Mas seguindo com a elaboração do poeta sergipano, tão orientada, em princípio, pela escrita do poeta sul-mato-grossense, podemos nos perguntar: o que de diferente Pippio nos revela que já não tenhamos visto em Manoel de Barros, ou mesmo em Guimarães Rosa, conforme mencionado no início? É mera repetição? Mais do mesmo?
Diria que não. As articulações que Francisco Pippio prefixou com “des” nos permitem rever a potência de outras palavras também iniciadas com o prefixo “des”, mas que não tiveram seu significado gastados em demasia ainda.

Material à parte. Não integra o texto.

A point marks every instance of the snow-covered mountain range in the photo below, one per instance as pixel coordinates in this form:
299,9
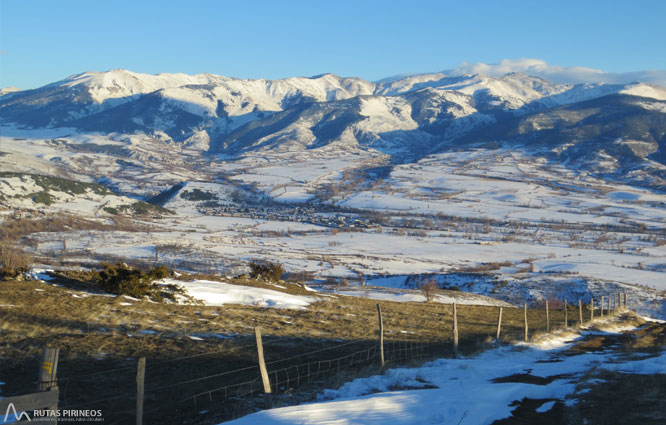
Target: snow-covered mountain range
405,117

Exemplos são as palavras “deserdados”, “desocupadas, “destino”, “desobrigadas”, “desempatadas”, “destaparem”, “desgrudadas”, entre outras tantas.
Arranjos como “desvoar”, que ficam no grupo de palavras rearticuladas, conforme exemplo acima, podem nos fazer ler palavras ainda muito usadas e não tão desgastadas, como “desgrudadas”, de maneira mais viva, dizendo mais do que diziam até lermos esse livro.
borboletas tentaram alcançar
no horizonte palavras desgrudadas
dos silêncios para emprestar à língua
dos desletrados. […]
Depois de confrontado com tantas composições rearticuladas em “des”, o leitor não passa pela palavra “desgrudadas”, no poema acima, sem perceber outra possibilidade. E nessa outra possibilidade vemos que as palavras não formam pares de opostos ao silêncio. Antes, vemos que elas são formas grudadas de silêncio. São espécies diferentes de silêncios. E estes outros silêncios, por sua vez, são emprestados aos que são versados em outras letras. Aos que talvez não tenham estudado formalmente, mas que sabem da vida, das coisas. Por isso o livro de Francisco Pippio quer falar às coisas e com as coisas. Por isso o ofício do menino e o do carpinteiro não poderiam estar tão distanciados.
Não obstante, para além desse efeito semântico que as palavras do livro provocam, e que é inerente ao trabalho poético, o de revigorar sentidos e formas de ver, em Modos de falar às coisas nos deparamos também com bonitos momentos líricos. É o caso do poema Amanhar:
desescureço-me todo santo dia
quando borboletas desvencidas
dos casulos anunciam a manhã madura
nas ibuzeiras. aligeiro-me para plantar
sementes novas de palavras no chão árido
de minha fala antes que eu seja a tarde.
O chão árido aqui é o da própria fala do poeta. E só se colhe algo verdadeiro e vivo nessa lida diária com a paisagem se fizermos da convivência com as palavras um plantio de coisas desabertas para as coisas do mundo. Do contrário, resta não ser mais que o simples escurecer. Poesia, na pena desse escritor do Brasil contemporâneo, é uma forma de fissurar conceitos estáticos de paisagens. Neste sentido, o livro nos convida ao desaprender diário da vida em sua complexa ecologia.